Another good place to start might be storage provisioning. Today, many data centres use what experts sometimes refer to as “thin provisioning” of storage resources, namely allowing space on large-scale centralised computer disk storage systems, SANs, clusters, and storage virtualization systems to be quickly allocated to servers on a “justenough and just-in-time” basis. Roux calls this method “light overbooking” and compares it to airlines accepting more reservations than the plane can hold on the theory that a certain percentage won’t show up anyway. However, as he cautions, “Passengers and IT customers really hate it when they get bumped – so don’t!”

Of course, most data centres today use different systems from different vendors, which can cause some major compatibility problems. One way to effectively automate and manage a multi-vendor storage system, is through assigning one storage system the role of a central hub, Roux suggests. HP’s ProLiant storage solutions, for instance, can act as a kind of traffic controller within a multi-vendor storage environment, ensuring that each system is put to best use. In addition, HP has recently acquired Opsware, the manufacturer of powerful tools specifically designed for automating multi-vendor capabilities (see article Factoring out the human factor).

Like automation, virtualisation is itself another hot-button topic in IT management today, and there is often some confusion about the two. No, they are not synonymous, says Roux. However, you can’t have one without the other. “If you do virtualisation, you almost certainly will have to think long and hard about automation.”
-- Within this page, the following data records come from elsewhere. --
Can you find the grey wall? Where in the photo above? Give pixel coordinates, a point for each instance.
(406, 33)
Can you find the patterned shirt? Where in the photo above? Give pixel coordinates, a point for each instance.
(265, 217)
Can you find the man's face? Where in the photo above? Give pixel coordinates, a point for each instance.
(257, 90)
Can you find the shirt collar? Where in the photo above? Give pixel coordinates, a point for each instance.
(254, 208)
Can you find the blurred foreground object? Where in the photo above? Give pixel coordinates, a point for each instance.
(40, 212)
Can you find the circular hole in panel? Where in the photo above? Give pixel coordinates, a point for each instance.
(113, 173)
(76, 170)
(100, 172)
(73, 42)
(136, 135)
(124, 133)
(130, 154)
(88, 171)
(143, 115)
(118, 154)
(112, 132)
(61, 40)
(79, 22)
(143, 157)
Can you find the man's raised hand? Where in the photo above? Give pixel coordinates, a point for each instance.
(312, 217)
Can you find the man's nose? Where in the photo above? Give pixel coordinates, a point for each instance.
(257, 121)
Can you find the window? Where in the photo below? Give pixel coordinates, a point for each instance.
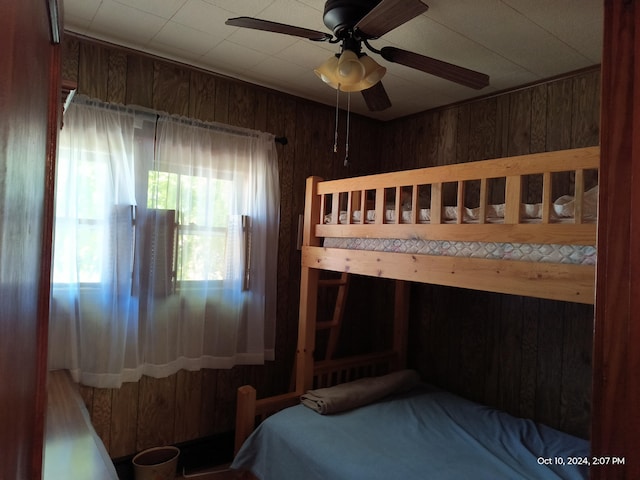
(202, 205)
(82, 221)
(151, 254)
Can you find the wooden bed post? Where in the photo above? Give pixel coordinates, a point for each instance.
(401, 322)
(308, 292)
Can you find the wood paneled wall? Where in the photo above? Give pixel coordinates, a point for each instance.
(530, 357)
(190, 405)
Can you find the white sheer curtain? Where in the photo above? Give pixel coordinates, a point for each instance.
(165, 246)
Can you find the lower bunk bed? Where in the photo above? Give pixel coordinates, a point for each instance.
(416, 433)
(446, 206)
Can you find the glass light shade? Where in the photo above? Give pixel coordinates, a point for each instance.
(327, 71)
(350, 70)
(365, 68)
(373, 74)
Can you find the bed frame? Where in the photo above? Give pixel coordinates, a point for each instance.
(566, 282)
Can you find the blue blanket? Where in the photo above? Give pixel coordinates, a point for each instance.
(423, 434)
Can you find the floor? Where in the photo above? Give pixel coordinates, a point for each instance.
(218, 473)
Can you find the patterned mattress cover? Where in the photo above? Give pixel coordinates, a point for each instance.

That is exactly what people at HP Labs are doing. Described as “the new Nirvana of data centre computing,” IT automation has been placed at the very top of the agenda there. By applying well-known techniques used in physical systems such as control theory, statistics and formal mathematics, the scientists at HP are working to develop IT systems that are more automated, less prone to errors, and more agile and predictable.

"Our vision," says Kumar Goswami, who leads much of HP Labs' automation research, "is one in which the user expresses the 'what', and our tools do the ‘how’." He also feels there is much to be learned from looking at systems like automatic transmissions in cars or the autopilot feature of an airplane.

One result may soon be systems that can automatically diagnose businesses’ problems. "This is a very difficult problem for our customers,” Goswami says. “They get tremendous amounts of data from applications and from the systems, and they’re under pressure when the system is not working properly to diagnose what the issue is and fix it in a timely fashion."

By using statistical and machine-learning techniques, HP researchers may soon be able to help customers shift more quickly through data and determine what will be most useful in solving a problem. In addition, they are developing technologies to take a digital "snapshot" of the system when it is not functioning properly and compare it to previous snapshots to determine if a particular problem occurred in the past and how it was resolved.

"By automating tasks like these, you're able to create an agile repeatable, and more importantly, a very predictable IT environment," Goswami says. "That's what CIOs today are really looking for."